ShangmingCai commented 5 months ago

Found a way to work around.

devdev999 commented 5 months ago

How did you work around this? Facing the same issue now with llama3 and tinyllama

ShangmingCai commented 5 months ago

How did you work around this? Facing the same issue now with llama3 and tinyllama

You can modify the model file (i.e., vllm/model_executor/models/your_tinyllama_model.py) to concat the embed_tokens.weight with padding tensor. Then change the vocab_size param to align with your llama3 model in your_tinyllama_path/config.py to work around.

AU-CPU commented 4 months ago

Found a way to work around.

Have you solved the problem of inconsistent vocab_size? If you solved it, can you show me how you did it?
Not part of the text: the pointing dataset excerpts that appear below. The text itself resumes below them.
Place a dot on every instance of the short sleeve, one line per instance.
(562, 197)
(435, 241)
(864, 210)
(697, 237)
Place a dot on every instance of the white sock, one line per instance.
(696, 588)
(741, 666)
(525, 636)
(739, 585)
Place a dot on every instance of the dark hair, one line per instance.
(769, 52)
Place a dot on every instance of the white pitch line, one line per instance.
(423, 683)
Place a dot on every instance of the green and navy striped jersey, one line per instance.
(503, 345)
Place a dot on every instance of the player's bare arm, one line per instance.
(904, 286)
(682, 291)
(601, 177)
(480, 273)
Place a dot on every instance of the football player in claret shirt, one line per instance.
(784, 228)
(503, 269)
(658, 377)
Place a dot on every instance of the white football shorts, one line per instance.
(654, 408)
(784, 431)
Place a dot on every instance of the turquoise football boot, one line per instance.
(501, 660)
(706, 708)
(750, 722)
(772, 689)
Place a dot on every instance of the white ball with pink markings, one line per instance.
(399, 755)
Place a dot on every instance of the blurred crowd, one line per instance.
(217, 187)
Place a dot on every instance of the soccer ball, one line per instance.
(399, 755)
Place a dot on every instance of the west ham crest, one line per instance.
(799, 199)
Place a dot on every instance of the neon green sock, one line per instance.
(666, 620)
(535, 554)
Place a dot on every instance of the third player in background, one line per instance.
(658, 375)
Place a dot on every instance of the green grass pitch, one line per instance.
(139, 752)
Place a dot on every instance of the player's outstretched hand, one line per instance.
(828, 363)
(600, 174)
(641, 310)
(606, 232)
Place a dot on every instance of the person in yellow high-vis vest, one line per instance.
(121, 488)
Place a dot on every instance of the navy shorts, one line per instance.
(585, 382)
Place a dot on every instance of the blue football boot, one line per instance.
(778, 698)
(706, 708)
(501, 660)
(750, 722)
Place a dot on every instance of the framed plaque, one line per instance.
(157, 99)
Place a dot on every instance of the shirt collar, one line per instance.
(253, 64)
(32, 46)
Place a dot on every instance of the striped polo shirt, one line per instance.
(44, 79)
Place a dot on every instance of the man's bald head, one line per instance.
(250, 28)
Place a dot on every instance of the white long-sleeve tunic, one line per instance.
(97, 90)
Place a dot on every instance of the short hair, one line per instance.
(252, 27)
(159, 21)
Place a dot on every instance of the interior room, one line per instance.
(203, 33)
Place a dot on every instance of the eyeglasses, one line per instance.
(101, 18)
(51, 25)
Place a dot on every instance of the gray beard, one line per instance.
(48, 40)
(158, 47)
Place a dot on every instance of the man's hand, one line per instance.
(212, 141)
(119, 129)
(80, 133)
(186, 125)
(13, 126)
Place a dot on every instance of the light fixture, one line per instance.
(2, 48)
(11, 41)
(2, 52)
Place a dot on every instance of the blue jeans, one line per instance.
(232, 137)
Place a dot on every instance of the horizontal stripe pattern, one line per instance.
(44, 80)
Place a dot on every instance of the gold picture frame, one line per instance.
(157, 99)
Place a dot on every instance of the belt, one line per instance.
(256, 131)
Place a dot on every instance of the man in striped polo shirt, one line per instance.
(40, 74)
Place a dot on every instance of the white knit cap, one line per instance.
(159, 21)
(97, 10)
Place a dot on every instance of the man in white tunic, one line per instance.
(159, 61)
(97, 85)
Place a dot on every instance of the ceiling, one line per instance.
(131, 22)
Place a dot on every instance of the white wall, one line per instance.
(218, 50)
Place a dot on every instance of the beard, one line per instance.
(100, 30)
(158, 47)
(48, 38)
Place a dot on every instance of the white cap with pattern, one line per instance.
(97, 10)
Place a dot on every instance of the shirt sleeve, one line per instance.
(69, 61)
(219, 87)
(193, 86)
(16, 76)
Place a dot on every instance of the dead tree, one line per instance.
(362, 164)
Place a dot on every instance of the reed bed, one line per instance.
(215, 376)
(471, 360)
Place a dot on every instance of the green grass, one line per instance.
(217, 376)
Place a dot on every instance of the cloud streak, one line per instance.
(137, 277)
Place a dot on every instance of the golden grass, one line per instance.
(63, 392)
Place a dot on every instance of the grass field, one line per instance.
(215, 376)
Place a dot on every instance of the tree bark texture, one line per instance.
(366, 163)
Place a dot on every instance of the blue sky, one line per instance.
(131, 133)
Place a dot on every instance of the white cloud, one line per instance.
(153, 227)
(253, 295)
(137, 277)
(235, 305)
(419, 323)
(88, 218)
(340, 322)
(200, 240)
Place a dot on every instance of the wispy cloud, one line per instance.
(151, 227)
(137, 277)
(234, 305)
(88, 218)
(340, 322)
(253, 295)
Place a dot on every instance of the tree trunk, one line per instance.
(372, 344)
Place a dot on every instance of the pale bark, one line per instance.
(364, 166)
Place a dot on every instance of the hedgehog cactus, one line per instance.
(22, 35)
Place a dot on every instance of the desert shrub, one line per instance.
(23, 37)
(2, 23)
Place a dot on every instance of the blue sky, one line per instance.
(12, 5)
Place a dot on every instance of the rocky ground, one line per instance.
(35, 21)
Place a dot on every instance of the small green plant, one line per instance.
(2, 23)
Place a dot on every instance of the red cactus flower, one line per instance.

naturomics commented 4 months ago

I have a simple work around.

my case:

method:

  1. update the vocab_size config of draft model (Qwen1.5-0.5B-Chat/config.json) to 152064
  2. modify the following two lines to pad vocab embedding tensor in vllm/model_executor/layers/vocab_parallel_embedding.py:

line 326

    # original
    assert loaded_weight.shape[output_dim] == self.org_vocab_size

    # modified
    assert loaded_weight.shape[output_dim] <= self.org_vocab_size   # from `==`  to  `<=`

line 329

  # original
  loaded_weight = loaded_weight.narrow(output_dim, start_idx, shard_size)

  # modified
  if shard_size <= loaded_weight.shape[0]:
            loaded_weight = loaded_weight.narrow(output_dim, start_idx, shard_size)

That's all.

LUXUS1 commented 4 months ago

I have a simple work around.

my case:

  • vllm version: 0.5.1
  • draft model: Qwen1.5-0.5B-Chat, with vocab size 151936
  • target model: Qwen1.5-14B-Chat, with vocab size 152064

method:

  1. update the vocab_size config of draft model (Qwen1.5-0.5B-Chat/config.json) to 152064
  2. modify the following two lines to pad vocab embedding tensor in vllm/model_executor/layers/vocab_parallel_embedding.py:

line 326

    # original
    assert loaded_weight.shape[output_dim] == self.org_vocab_size

    # modified
    assert loaded_weight.shape[output_dim] <= self.org_vocab_size   # from `==`  to  `<=`

line 329

  # original
  loaded_weight = loaded_weight.narrow(output_dim, start_idx, shard_size)

  # modified
  if shard_size <= loaded_weight.shape[0]:
            loaded_weight = loaded_weight.narrow(output_dim, start_idx, shard_size)

That's all.

I tried the aforementioned method using Qwen2-7B-Instruct and Qwen2-0.5B-Instruct, and it works on a single GPU. However, on multiple GPUs, it shows the following error: image

ShangmingCai commented 4 months ago

I have a simple work around. my case:

  • vllm version: 0.5.1
  • draft model: Qwen1.5-0.5B-Chat, with vocab size 151936
  • target model: Qwen1.5-14B-Chat, with vocab size 152064

method:

  1. update the vocab_size config of draft model (Qwen1.5-0.5B-Chat/config.json) to 152064
  2. modify the following two lines to pad vocab embedding tensor in vllm/model_executor/layers/vocab_parallel_embedding.py:

line 326

    # original
    assert loaded_weight.shape[output_dim] == self.org_vocab_size

    # modified
    assert loaded_weight.shape[output_dim] <= self.org_vocab_size   # from `==`  to  `<=`

line 329

  # original
  loaded_weight = loaded_weight.narrow(output_dim, start_idx, shard_size)

  # modified
  if shard_size <= loaded_weight.shape[0]:
            loaded_weight = loaded_weight.narrow(output_dim, start_idx, shard_size)

That's all.

I tried the aforementioned method using Qwen2-7B-Instruct and Qwen2-0.5B-Instruct, and it works on a single GPU. However, on multiple GPUs, it shows the following error

Try modifying the line 400 of vllm/model_executor/models/qwen2.py from weight_loader(param, loaded_weight) to

                if name == "model.embed_tokens.weight":
                    if loaded_weight.shape[0] == 151936:
                        padding = torch.zeros((128, 1024), dtype=loaded_weight.dtype, device=loaded_weight.device)
                        loaded_weight = torch.cat([loaded_weight, padding], dim=0)
                    weight_loader(param, loaded_weight)
                else:
                    weight_loader(param, loaded_weight)

You might have to do the padding on weight actually to pass tons of tensor_shape assertion checks.